Мама вздохнула и посмотрела на меня.
– Да, и я тут не виноват, – сказал я.
– Только не ссорьтесь, – сказала мама, – это пройдет, Карл Уве. Сейчас тебе очень тяжело, но это пройдет.
– Может, и так, – согласился я, – но это не значит, что я буду с ним общаться.
Мама встала.
– Я ужин приготовила, – сказала она, – накроешь на стол?
– Конечно.
Я отнес в столовую чашки и тарелки, масло и хлеб, лосося и омлет, нарезанную колбасу и сыр, чайник чая и молоко. Когда я закончил, мама спросила, не позову ли я Ингве. Я посмотрел на нее.
– Разумеется, – ответил я.
Обувшись в кроссовки, я прошел по двору до другого дома. Возможно, Ингве решит, коль скоро я пришел, то все осталось как прежде; разубеждать его я не буду.
Я открыл дверь, шагнул в прихожую и подошел к лестнице. Наверху громко играла музыка. Я поднялся на несколько ступенек, чтобы видеть гостиную. Ингве сидел в кресле и смотрел в стену. Меня он не слышал. Я мог бы окликнуть его, но не стал, потому что, к своему ужасу, увидел, что по щекам у него текут слезы.
Он что, плачет?
Я осторожно спустился и отошел от лестницы. В коридоре я ненадолго остановился. В последний раз я видел, как он плачет, разве что в детстве.
Но отчего он плачет?
Я сунул ноги в кроссовки, тихо прикрыл дверь и зашаркал по двору.
– Он скоро придет, – сказал я, войдя в гостиную, – велел начинать без него.
На следующий день рано утром мама отвезла меня к причалу в Рюшедалсвике. Катер пришел почти пустой, и я выбрал то же кресло, что и по пути сюда. За ночь слегка распогодилось, тучи хоть и не разошлись, зато посветлели, и дождь прекратился. Катер резал тяжелую серую воду, с удивительной быстротой скользя под неподвижными сводами гор, между которыми пролегал фьорд.
Накануне вечером я ушел спать еще до того, как Ингве вернулся в дом, а утром проснулся раньше его, поэтому кроме как в гостиной у Хьяртана, я больше его не видел, однако слышал его голос внизу, когда силился уснуть, и шаги на лестнице, когда он пошел ложиться. Меня словно жгло изнутри, мысль, что он со мной под одной крышей, была невыносима, единственное, о чем я думал, – это что он еще пожалеет.

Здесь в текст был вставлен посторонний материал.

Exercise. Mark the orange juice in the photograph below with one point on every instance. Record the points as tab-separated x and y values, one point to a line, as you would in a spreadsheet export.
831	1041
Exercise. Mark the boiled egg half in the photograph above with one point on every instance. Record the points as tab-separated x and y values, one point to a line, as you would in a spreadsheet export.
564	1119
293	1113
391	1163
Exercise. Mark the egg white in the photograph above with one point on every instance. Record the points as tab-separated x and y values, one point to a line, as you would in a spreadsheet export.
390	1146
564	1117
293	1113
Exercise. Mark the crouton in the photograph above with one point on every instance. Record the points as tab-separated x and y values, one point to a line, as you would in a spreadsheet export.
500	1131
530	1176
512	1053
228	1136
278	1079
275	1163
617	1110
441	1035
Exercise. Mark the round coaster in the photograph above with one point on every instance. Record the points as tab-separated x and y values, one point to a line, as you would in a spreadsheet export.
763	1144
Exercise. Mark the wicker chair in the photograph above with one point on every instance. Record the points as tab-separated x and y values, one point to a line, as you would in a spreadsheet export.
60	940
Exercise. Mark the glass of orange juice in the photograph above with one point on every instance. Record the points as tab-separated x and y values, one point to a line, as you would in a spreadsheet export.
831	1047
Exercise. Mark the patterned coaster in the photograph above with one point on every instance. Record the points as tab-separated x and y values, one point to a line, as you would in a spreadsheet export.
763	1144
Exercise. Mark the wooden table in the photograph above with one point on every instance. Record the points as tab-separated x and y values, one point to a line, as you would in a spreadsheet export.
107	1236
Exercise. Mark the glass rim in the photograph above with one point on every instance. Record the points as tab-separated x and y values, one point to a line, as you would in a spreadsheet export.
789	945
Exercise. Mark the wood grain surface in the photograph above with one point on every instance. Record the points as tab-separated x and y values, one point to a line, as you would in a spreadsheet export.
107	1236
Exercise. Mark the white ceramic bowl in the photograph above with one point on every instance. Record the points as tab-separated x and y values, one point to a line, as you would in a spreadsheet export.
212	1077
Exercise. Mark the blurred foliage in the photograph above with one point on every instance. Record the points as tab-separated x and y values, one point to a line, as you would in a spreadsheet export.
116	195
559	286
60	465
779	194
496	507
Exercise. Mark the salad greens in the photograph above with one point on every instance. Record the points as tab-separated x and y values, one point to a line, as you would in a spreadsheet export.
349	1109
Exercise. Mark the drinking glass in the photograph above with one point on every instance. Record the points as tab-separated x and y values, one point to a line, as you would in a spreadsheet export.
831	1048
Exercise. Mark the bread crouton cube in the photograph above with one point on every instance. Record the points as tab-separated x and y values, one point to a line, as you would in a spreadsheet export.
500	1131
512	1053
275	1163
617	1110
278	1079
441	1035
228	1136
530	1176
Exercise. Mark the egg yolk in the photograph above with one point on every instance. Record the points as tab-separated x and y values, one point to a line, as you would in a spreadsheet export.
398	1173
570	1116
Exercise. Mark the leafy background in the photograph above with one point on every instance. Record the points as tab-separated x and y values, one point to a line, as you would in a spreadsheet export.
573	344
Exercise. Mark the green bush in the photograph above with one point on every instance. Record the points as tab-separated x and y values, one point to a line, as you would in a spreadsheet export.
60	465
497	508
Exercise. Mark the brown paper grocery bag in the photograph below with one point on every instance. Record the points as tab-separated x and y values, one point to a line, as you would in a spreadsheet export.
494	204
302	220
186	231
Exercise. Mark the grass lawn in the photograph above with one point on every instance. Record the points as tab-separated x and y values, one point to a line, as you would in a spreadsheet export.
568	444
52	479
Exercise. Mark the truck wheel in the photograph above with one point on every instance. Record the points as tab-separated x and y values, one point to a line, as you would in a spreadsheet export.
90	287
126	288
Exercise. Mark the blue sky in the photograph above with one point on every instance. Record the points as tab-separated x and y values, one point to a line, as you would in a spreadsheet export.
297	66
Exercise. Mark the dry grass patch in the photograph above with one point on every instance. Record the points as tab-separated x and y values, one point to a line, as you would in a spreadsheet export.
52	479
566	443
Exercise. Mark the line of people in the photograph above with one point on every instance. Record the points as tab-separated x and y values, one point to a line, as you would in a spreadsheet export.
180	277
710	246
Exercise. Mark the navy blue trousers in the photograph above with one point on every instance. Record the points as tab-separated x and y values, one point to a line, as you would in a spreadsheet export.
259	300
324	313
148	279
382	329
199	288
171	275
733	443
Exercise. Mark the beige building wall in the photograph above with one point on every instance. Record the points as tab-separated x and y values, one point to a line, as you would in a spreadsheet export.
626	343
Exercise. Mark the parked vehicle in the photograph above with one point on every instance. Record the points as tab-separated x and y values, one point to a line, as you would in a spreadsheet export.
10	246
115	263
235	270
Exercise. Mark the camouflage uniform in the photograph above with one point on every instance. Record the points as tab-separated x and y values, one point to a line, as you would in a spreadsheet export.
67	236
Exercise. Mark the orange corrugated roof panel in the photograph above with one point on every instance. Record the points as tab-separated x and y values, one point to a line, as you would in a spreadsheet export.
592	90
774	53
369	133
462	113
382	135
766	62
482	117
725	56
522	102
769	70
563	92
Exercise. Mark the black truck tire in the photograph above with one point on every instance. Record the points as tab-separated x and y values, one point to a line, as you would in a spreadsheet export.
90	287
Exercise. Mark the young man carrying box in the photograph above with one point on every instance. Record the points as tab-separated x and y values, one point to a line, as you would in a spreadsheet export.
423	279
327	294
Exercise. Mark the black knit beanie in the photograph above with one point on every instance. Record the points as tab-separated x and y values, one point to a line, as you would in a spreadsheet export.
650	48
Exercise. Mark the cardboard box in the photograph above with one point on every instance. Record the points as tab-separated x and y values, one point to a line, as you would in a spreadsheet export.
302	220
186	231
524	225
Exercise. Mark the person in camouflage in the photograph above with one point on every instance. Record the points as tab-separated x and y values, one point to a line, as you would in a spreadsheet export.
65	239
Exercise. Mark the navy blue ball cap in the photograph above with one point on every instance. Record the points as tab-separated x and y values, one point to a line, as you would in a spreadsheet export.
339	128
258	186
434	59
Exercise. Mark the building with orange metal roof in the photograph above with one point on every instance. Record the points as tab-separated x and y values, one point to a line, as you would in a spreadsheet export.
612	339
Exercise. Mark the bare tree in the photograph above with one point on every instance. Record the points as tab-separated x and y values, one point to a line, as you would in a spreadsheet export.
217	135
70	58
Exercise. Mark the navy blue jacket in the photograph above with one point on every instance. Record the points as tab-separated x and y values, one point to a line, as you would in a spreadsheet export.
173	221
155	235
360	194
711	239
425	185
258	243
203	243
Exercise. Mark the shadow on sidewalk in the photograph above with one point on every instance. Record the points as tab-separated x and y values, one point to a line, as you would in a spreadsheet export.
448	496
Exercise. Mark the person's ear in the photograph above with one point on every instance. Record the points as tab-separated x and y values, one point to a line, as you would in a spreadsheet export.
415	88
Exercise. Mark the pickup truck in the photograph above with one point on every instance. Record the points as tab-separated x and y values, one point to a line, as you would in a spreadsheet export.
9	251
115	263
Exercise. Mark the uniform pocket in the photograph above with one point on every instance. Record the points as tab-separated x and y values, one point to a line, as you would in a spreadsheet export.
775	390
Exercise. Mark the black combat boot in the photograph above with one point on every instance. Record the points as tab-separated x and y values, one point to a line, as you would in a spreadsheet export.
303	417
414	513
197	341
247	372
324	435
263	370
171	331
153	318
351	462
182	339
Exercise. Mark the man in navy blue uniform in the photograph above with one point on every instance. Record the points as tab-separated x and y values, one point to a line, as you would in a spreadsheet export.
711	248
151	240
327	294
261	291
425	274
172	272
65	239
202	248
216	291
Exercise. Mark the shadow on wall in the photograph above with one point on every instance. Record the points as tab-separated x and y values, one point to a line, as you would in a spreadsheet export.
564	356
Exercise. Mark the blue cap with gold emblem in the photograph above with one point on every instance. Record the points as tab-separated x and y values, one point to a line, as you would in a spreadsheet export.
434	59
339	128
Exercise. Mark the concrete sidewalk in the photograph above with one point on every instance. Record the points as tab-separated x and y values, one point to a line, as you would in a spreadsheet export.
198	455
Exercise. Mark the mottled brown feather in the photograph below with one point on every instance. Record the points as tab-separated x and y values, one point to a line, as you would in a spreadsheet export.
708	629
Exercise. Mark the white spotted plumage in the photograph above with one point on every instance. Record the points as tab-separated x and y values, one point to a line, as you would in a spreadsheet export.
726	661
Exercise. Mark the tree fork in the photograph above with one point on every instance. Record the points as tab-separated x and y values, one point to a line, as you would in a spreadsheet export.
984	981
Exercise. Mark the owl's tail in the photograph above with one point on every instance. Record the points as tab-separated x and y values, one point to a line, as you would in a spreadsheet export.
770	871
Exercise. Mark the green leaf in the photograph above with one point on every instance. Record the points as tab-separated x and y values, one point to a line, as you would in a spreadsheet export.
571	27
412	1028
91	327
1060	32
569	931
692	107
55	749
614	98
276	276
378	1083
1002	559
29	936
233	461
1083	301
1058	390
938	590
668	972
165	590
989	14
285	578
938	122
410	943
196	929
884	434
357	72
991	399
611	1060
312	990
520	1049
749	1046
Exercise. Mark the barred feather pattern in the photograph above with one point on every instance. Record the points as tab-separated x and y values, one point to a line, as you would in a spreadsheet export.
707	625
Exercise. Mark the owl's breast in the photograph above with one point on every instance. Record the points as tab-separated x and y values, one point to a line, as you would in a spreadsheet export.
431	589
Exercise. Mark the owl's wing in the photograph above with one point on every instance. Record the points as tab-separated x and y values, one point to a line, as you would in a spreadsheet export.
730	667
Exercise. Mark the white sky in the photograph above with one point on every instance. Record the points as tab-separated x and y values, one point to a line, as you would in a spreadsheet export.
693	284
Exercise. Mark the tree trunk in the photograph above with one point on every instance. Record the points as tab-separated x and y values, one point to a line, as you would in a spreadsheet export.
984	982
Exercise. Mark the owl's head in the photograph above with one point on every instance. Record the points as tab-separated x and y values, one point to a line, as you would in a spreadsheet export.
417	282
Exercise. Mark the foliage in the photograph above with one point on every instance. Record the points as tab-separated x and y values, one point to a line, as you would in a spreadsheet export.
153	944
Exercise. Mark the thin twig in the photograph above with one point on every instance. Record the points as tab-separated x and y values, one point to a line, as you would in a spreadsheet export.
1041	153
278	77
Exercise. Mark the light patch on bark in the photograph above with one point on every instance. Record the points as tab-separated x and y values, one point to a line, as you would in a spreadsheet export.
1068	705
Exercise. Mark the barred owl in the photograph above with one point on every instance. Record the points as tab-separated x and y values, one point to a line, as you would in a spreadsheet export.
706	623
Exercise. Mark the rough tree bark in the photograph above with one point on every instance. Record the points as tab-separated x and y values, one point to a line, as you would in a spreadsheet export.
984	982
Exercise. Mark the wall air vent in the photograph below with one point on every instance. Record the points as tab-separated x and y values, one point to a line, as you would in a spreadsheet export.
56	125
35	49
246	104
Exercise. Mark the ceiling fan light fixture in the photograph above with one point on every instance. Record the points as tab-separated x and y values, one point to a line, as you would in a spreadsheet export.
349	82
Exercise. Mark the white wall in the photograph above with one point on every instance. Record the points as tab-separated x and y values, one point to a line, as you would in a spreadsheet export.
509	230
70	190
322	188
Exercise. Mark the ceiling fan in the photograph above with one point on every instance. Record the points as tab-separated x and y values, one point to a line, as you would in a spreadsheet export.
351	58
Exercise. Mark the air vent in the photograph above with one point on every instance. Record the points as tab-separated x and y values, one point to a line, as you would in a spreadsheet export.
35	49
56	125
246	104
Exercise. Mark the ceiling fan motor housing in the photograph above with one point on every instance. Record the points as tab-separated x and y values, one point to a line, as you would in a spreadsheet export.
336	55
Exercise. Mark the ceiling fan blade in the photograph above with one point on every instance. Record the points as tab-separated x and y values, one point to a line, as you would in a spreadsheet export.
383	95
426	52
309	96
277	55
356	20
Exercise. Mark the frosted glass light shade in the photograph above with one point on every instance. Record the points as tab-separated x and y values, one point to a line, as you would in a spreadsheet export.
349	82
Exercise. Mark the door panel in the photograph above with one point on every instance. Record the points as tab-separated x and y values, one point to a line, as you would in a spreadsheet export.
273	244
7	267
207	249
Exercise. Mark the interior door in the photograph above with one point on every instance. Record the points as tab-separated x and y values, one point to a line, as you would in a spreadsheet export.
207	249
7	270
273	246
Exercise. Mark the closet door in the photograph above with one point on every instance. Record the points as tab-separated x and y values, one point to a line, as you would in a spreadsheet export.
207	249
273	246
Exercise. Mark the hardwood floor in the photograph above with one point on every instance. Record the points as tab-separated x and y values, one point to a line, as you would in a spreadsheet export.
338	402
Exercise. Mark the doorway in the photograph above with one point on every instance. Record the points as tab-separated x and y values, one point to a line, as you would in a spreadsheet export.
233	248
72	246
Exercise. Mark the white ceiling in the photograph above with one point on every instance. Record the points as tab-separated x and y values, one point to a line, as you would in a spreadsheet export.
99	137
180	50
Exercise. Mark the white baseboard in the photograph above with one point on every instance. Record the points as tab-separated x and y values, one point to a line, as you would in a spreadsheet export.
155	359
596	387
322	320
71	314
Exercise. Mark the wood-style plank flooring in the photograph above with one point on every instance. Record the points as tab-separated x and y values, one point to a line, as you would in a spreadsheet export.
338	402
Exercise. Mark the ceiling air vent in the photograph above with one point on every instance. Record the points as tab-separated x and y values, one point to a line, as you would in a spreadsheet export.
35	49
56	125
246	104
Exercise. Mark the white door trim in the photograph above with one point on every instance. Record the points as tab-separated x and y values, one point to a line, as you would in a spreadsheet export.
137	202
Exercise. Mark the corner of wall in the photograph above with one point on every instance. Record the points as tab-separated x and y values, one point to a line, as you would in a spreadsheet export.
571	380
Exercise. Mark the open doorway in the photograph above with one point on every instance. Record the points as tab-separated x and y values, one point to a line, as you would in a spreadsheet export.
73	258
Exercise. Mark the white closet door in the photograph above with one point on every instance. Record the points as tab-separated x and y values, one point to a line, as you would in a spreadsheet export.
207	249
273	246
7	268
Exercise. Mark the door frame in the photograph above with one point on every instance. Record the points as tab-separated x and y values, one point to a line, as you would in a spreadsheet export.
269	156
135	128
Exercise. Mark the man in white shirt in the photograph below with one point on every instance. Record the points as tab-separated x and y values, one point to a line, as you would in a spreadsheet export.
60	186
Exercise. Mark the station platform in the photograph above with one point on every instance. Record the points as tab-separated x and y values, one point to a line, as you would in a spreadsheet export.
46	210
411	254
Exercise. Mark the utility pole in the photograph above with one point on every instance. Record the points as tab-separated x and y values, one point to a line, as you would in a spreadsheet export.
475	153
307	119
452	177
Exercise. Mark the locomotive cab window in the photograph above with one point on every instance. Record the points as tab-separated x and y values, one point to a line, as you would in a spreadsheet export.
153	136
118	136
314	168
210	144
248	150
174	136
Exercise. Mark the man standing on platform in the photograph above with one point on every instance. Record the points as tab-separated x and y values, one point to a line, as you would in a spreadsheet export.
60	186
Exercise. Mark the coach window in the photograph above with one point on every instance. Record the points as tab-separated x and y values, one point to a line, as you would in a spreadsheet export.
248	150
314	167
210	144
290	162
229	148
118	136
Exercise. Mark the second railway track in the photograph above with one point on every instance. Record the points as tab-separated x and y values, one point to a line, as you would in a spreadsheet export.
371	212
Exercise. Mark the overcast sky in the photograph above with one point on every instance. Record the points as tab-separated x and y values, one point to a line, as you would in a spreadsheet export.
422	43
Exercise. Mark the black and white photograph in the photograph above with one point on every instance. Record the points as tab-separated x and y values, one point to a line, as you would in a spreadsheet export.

Сейчас, посреди дня, когда катер нес меня по фьорду, все представлялось мне иным. Теперь я думал о ней. Он заморочил ей голову, ослепил внешним обаянием, и она повелась. Она не понимает, что я лучше его. Она не имеет об этом ни малейшего представления. Но она это поймет. И что тогда? Нужна ли она мне? Или пускай проваливает?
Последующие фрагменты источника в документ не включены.